Une très habile supercherie
L’archéologie, grâce aux évolutions scientifiques et technologiques, nous fournit de formidables outils pour décrypter et reconstituer le passé à partir des vestiges. Mais nos connaissances sur l’Antiquité n’ont été pendant longtemps en grande partie que livresques. Même si 99% de la littérature antique a disparu, la partie infime qui a été sauvegardée nous procure une documentation abondante mais, à bien des aspects, fragmentaire et incomplète. De surcroît, nombre de ces sources écrites sont sujettes à caution quand il s’agit de copies de l’époque médiévale et, parfois même, de simples extraits ou d’évocations rapportées par d’autres auteurs.
Durant des siècles, ces écrits, non soumis à une étude critique rigoureuse, ont entretenu une ambigüité qui favorisait les contresens ou les mauvaises interprétations. Désormais l’histoire, dotée d’une stricte méthodologie, est devenue une science “moderne” impliquant de tenir compte de l’origine de la source et, bien sûr, de s’assurer de l’authenticité d’un document et de sa fiabilité. Dans le domaine historique, les multiples faux et contrefaçons ont parfois servi à aboutir à des conclusions qui se sont avérées par la suite erronées et sans fondement réel. Un exemple nous est fourni par un document surgi au XVIIIe siècle, pour ainsi dire de nulle part. Ce texte, connu sous le titre de De Situ Britanniae, va faire l’objet de ce billet. Résultat d’une habile supercherie, il sera considéré pendant plus d’une centaine d’années comme une pièce essentielle pour retracer l’histoire des îles Britanniques à l’époque romaine.

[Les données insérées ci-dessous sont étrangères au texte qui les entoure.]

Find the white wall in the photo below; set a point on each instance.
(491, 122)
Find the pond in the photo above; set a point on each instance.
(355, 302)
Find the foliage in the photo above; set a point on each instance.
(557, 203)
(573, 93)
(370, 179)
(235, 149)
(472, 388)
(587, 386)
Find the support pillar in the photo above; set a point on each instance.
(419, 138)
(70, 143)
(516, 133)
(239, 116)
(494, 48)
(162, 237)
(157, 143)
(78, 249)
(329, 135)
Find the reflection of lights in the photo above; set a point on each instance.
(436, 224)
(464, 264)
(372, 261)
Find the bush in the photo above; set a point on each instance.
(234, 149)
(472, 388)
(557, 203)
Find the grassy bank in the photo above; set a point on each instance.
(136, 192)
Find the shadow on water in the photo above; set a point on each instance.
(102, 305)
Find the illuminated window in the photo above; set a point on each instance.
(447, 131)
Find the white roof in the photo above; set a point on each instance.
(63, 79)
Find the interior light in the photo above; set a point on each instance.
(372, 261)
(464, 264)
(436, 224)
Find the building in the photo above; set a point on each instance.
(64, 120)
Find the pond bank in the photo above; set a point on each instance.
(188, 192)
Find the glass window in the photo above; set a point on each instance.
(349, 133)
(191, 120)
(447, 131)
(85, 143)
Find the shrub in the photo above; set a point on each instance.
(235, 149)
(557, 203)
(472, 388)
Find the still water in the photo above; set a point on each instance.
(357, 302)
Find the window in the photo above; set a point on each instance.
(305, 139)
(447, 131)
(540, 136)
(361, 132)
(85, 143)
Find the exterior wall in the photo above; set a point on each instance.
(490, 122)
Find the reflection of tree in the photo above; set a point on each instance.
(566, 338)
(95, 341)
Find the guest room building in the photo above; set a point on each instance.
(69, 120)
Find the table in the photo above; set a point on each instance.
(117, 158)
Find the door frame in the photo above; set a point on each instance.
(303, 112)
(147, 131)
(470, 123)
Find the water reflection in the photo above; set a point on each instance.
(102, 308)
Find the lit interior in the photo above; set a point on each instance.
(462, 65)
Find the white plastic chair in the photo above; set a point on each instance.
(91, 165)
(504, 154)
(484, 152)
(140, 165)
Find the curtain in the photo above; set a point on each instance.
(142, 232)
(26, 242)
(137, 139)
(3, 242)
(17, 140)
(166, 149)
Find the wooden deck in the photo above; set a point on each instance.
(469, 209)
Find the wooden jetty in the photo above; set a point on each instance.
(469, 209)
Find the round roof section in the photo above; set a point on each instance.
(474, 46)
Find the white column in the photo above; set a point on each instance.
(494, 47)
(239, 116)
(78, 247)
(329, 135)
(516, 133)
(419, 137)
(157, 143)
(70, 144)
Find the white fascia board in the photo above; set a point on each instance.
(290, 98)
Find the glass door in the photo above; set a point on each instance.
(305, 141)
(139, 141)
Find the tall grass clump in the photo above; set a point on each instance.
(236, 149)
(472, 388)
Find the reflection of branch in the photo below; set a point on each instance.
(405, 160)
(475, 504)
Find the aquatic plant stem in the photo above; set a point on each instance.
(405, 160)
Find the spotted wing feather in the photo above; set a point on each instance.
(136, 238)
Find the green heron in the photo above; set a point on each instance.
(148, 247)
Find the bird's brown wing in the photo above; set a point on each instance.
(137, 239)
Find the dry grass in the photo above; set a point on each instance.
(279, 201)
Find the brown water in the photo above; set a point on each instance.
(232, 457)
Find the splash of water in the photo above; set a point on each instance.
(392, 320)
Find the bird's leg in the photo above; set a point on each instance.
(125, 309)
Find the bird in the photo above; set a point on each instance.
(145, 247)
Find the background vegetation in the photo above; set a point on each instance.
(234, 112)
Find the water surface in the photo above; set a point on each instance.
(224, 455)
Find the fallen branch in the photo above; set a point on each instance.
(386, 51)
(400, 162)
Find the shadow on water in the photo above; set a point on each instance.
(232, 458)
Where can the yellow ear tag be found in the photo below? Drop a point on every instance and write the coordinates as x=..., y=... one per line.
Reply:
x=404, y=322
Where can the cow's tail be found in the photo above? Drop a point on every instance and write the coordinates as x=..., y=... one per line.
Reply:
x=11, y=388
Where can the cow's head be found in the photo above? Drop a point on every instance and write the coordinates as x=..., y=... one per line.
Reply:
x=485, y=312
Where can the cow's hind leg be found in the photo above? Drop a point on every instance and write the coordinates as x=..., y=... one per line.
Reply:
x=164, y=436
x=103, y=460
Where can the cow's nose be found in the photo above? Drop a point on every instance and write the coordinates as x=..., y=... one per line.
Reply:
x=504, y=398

À l’origine du mini-scandale qui, au siècle suivant, agitera le monde savant de Sa Gracieuse Majesté, se trouve un personnage du nom de Charles Julius BERTRAM. Né à Londres en 1723, notre homme émigre en 1738 au Danemark avec son père, teinturier de profession, dans le sillage de la suite de la princesse LOUISA, laquelle vient d’épouser le prince héritier du royaume. Admis à l’université de Copenhague, il se lie avec Hans GRAM, un historiographe très réputé à la fois directeur de la Bibliothèque royale et secrétaire des Archives royales. Bien en cour, il réussit à se faire nommer professeur d’anglais à l’École royale des officiers de marine. En 1753, il publie un ouvrage intitulé Royal English–Danish Grammar, qui ne rencontrera pas le succès escompté.
Grâce à la recommandation de son mentor, BERTRAM débute une correspondance avec “l’antiquaire” (terme qui servait alors à désigner les spécialistes d’histoire ancienne) William STUKELEY (ci-dessous). Médecin et pasteur anglican, ce dernier était réputé pour être un précurseur de l’archéologie en Angleterre, avec une prédilection pour les grands monuments mégalithiques, dont Stonehenge et la période romaine. À son insu, cet érudit va devenir l’un des personnages principaux d’une bien étrange mystification.

À l’issue d’un échange de lettres, BERTRAM évoque avec l’érudit l’existence d’un manuscrit qui est entre les mains d’un ami. Il précise que, rédigé au XVe siècle, ce document contient une histoire de la Bretagne romaine, dont l’auteur est identifié comme un certain Richard, “moine de Westminster”. Ce texte est présenté comme la transcription – l’original ayant été perdu – du récit d’un général de l’époque impériale. De ce fait, il constituerait une source de première importance susceptible d’améliorer la connaissance d’une période mal connue. Pour appuyer ses dires, BERTRAM joint de longues retranscriptions de ce texte à ses courriers et fait même parvenir à l’archéologue une copie en fac-similé de la première page du document (ci-dessous, une reproduction datant de 1809).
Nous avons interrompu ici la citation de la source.